Regensburg 2019 – wissenschaftliches Programm
Bereiche | Tage | Auswahl | Suche | Aktualisierungen | Downloads | Hilfe
AKjDPG: Arbeitskreis junge DPG
AKjDPG 2: PhD Focus Session: Biogenic spin phenomena (joint session MA/AKjDPG)
AKjDPG 2.3: Hauptvortrag
Mittwoch, 3. April 2019, 11:15–11:35, H38
The influence of defects in individual biogenic magnetite nanocrystals on their magnetic properties — •R. E. Dunin-Borkowski1, A. Kovács1, and M. Pósfai2 — 1Ernst Ruska-Centre for Microscopy and Spectroscopy with Electrons, Forschungszentrum Jülich, Jülich, Germany — 2Department of Earth and Environmental Sciences, University of Pannonia, Veszprém, Hungary
The cells of magnetotactic bacteria can be regarded as model systems for studying the magnetic properties of ferrimagnetic nanocrystals. Each bacterial strain produces magnetosomes that have distinct sizes, shapes, crystallographic orientations and spatial arrangements. By studying the magnetic behaviour of magnetosomes in appropriately chosen strains, the competing effects that influence the magnetic moments and microstructures of individual particles and their assemblages can be assessed and understood separately. The effect of particle size on magnetic domain character, the influence of shape and magnetocrystalline anisotropy on the direction of the magnetic induction within and between particles, the changes that are imposed on the magnetic behaviour of particles by their interactions and the effects of structural imperfections on magnetic moments can all be studied.

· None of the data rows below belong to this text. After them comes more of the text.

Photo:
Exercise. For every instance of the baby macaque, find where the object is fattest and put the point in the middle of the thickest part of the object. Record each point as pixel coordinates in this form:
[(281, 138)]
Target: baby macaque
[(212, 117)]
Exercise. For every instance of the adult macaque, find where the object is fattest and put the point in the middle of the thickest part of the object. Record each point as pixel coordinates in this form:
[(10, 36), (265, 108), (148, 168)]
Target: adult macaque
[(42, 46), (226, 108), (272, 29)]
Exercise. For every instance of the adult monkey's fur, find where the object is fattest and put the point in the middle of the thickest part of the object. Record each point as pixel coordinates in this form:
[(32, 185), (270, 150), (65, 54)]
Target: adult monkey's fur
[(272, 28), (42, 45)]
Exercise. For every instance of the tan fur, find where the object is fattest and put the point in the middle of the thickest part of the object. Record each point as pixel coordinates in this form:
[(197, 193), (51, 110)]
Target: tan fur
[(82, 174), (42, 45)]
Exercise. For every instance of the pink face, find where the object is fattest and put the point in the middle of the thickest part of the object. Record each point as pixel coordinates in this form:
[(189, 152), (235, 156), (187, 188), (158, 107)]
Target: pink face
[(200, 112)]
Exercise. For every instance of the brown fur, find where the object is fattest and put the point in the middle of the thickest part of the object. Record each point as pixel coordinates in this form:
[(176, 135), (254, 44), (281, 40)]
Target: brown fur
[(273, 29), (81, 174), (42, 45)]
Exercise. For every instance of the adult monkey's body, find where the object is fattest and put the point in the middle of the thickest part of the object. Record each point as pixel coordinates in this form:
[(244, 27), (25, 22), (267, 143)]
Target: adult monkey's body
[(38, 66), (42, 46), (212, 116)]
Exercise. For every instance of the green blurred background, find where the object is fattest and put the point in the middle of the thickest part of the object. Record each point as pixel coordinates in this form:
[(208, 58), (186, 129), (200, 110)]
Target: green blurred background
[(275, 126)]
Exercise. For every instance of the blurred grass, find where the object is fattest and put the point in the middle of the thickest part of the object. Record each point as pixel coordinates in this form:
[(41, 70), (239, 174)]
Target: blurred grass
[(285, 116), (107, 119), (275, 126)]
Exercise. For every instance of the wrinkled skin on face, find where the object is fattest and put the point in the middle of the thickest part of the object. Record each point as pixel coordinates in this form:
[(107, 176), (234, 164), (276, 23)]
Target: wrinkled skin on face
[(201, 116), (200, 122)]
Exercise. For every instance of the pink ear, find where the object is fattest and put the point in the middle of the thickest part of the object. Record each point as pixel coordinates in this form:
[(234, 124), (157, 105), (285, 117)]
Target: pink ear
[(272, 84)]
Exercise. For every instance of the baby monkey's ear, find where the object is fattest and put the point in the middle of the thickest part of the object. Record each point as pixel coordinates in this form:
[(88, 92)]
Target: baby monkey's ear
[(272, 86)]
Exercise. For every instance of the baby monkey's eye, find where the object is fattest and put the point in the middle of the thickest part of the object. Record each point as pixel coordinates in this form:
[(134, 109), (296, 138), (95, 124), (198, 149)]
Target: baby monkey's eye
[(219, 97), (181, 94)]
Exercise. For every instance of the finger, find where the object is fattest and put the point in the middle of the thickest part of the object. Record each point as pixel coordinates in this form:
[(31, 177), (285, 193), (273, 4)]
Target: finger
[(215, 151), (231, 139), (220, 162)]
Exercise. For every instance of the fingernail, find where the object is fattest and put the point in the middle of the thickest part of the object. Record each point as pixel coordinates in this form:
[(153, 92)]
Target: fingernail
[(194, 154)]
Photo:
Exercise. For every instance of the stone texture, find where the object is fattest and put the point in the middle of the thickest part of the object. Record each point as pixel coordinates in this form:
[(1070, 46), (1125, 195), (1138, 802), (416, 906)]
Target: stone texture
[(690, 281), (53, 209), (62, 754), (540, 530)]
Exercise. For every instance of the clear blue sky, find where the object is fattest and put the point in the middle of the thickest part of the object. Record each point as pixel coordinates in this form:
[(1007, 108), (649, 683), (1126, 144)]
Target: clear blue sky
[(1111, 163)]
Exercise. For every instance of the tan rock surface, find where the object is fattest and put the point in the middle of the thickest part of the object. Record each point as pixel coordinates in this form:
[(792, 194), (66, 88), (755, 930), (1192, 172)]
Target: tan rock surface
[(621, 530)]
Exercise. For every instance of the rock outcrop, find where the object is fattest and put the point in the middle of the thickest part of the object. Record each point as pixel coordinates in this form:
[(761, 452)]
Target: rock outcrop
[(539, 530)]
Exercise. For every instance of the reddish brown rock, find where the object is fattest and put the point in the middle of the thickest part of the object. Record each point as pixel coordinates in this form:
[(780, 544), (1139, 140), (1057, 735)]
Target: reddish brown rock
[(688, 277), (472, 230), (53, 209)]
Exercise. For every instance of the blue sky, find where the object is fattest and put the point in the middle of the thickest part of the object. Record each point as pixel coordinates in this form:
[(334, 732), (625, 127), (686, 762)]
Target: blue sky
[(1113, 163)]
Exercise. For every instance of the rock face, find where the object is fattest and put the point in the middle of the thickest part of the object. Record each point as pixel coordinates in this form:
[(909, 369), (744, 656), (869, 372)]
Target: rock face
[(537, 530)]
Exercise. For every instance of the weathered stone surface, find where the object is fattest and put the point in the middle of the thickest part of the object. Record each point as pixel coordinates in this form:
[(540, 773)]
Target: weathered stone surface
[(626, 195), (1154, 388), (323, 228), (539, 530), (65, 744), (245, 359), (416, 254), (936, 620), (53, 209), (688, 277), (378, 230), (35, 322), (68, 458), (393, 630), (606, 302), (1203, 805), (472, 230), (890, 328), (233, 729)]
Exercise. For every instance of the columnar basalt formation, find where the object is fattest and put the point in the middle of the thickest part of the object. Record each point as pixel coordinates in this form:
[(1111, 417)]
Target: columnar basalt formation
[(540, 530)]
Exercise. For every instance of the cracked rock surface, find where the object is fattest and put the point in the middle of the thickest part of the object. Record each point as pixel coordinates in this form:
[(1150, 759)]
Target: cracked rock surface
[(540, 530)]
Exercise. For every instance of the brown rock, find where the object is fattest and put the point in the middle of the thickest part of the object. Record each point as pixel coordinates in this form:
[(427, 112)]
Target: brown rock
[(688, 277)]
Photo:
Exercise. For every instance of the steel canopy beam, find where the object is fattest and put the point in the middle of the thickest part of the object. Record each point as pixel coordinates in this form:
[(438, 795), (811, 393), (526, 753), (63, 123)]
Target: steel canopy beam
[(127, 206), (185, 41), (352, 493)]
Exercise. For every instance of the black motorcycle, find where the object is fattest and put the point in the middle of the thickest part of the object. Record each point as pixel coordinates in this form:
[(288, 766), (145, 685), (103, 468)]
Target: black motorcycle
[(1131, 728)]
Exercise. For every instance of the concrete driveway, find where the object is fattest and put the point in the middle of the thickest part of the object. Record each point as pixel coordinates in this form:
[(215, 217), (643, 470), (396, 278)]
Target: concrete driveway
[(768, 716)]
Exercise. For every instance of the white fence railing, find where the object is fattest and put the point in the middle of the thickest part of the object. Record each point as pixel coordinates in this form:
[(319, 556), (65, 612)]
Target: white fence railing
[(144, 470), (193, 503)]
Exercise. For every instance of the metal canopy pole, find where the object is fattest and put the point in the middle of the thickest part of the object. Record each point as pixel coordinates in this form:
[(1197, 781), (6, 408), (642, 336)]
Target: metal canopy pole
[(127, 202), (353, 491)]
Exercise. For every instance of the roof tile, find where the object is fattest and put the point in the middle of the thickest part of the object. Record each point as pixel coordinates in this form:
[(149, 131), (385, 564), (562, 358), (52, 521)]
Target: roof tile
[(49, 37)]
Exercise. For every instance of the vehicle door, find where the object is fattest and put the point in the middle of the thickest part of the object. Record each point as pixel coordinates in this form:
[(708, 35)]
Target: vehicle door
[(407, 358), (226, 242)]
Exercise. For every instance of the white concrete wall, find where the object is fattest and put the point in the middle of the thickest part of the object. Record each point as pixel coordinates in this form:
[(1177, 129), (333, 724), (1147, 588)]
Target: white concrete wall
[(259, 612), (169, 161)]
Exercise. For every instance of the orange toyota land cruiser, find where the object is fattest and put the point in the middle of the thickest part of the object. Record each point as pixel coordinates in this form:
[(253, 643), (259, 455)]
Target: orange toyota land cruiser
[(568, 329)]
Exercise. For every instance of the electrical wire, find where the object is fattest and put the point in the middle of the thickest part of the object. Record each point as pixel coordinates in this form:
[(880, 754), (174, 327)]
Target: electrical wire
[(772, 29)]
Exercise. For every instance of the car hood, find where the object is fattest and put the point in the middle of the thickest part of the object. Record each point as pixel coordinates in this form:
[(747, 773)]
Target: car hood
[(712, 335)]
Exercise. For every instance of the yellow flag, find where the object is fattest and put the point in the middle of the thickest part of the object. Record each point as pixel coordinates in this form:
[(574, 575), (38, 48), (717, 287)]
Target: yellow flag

We have used off-axis electron holography, an advanced transmission electron microscopy (TEM) technique, to study the magnetic properties of individual and closely-spaced magnetite magnetosomes, alongside conventional TEM measurements of the structures, orientations and morphologies of the magnetosomes. We studied magnetite magnetosomes with elongated bullet-like shapes and different crystallographic axes of elongation, as well as magnetosomes that were either twinned or composed of several crystals. In this way, the effect of crystallography and structural imperfections on the magnetic properties of individual magnetite nanocrystals could be studied [1].
[1] We are grateful to D. Faivre, D. Schüler, C. T. Lefèvre, R. Uebe, D. A. Bazylinski, R. B. Frankel, E. Tompa and for valuable contributions to this work.